I have sales data by year, condition and products
Year <- c(2010,2010,2010,2010,2010,2010,2011,2011,2011,2011,2011,2011,2012,2012,2012,2012,2012,2012)
Sale <- c("30","45","23","33","24","11","56","19","45","56","33","32","89","33","12",18,10,17)
Condition <- c("New","New","New","Used","Used","Used","New","New","New","Used","Used","Used","New","New","New","Used","Used","Used")
Product <- c("a","b","c","a","b","c","a","b","c","a","b","c","a","b","c","a","b","c")
df <- data.frame(Year,Condition, Product, Sale)

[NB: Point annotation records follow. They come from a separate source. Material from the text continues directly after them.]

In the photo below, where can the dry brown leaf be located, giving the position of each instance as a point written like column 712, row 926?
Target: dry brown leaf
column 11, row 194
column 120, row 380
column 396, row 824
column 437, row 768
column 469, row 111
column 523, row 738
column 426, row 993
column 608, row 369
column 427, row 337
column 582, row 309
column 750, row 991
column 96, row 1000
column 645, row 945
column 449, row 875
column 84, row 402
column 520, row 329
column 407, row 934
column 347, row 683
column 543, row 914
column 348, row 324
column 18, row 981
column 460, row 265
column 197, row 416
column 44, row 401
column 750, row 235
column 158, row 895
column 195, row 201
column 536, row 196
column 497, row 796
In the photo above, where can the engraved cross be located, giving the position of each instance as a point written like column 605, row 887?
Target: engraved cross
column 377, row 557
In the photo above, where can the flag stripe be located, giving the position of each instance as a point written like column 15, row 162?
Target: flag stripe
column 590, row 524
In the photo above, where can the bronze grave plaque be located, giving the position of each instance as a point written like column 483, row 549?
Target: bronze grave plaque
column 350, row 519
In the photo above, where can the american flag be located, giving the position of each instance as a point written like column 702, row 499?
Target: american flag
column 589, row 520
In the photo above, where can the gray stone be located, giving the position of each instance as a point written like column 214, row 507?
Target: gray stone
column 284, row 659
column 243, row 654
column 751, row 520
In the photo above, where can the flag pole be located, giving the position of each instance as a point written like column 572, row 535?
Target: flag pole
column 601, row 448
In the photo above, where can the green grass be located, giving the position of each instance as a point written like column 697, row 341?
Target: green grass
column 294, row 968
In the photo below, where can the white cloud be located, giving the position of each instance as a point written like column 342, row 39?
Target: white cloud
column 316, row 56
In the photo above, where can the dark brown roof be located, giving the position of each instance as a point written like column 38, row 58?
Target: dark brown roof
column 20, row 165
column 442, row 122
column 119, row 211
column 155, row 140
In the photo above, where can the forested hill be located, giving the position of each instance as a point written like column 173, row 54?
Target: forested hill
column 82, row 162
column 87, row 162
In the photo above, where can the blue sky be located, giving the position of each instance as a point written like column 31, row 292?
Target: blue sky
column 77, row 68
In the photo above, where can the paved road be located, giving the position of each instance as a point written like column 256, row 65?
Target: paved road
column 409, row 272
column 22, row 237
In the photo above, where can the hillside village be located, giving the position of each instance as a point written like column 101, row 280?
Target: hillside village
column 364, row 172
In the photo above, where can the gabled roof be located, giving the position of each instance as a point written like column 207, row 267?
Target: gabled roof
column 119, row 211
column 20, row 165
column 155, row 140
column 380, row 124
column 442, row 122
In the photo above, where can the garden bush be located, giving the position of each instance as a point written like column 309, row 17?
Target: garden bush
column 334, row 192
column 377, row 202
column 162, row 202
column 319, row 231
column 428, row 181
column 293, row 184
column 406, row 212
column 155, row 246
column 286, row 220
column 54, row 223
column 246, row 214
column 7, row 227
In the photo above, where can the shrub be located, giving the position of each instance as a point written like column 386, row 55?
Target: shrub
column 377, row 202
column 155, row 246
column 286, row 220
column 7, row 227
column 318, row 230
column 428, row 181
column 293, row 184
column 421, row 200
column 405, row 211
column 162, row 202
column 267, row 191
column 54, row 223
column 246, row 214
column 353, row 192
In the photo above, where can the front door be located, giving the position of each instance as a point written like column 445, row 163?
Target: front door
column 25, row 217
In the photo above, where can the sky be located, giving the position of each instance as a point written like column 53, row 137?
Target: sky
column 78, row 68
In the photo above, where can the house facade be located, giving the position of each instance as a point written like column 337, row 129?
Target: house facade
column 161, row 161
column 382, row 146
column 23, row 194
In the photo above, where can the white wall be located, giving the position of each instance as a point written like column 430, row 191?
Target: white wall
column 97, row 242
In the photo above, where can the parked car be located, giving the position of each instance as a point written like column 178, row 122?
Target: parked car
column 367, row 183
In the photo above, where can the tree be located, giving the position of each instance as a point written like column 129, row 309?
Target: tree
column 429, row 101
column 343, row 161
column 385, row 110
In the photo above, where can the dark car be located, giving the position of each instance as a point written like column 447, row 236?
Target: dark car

Now I want to calculate the share of each product by condition variable within each year. I tried the following code, but it calculates based on total no by year and "condition"
df$percentage <- df$Sale/sum(df$Sale)*100
CodePudding user response:
First convert Sale
from character to numeric with type.convert(as.is = TRUE)
,
then group by the desired columns and apply summarise
:
Note that in your provided dataframe you will get 100 for percentage because of your provided data:
With this fake data
set.seed(123)
Year <- sample(c(2010, 2011, 2012), 18, replace = TRUE)
Sale <- c("30","45","23","33","24","11","56","19","45","56","33","32","89","33","12",18,10,17)
Condition <- sample(c("Used","New"), 18, replace = TRUE)
Product <- sample(c("a","b","c"), 18, replace = TRUE)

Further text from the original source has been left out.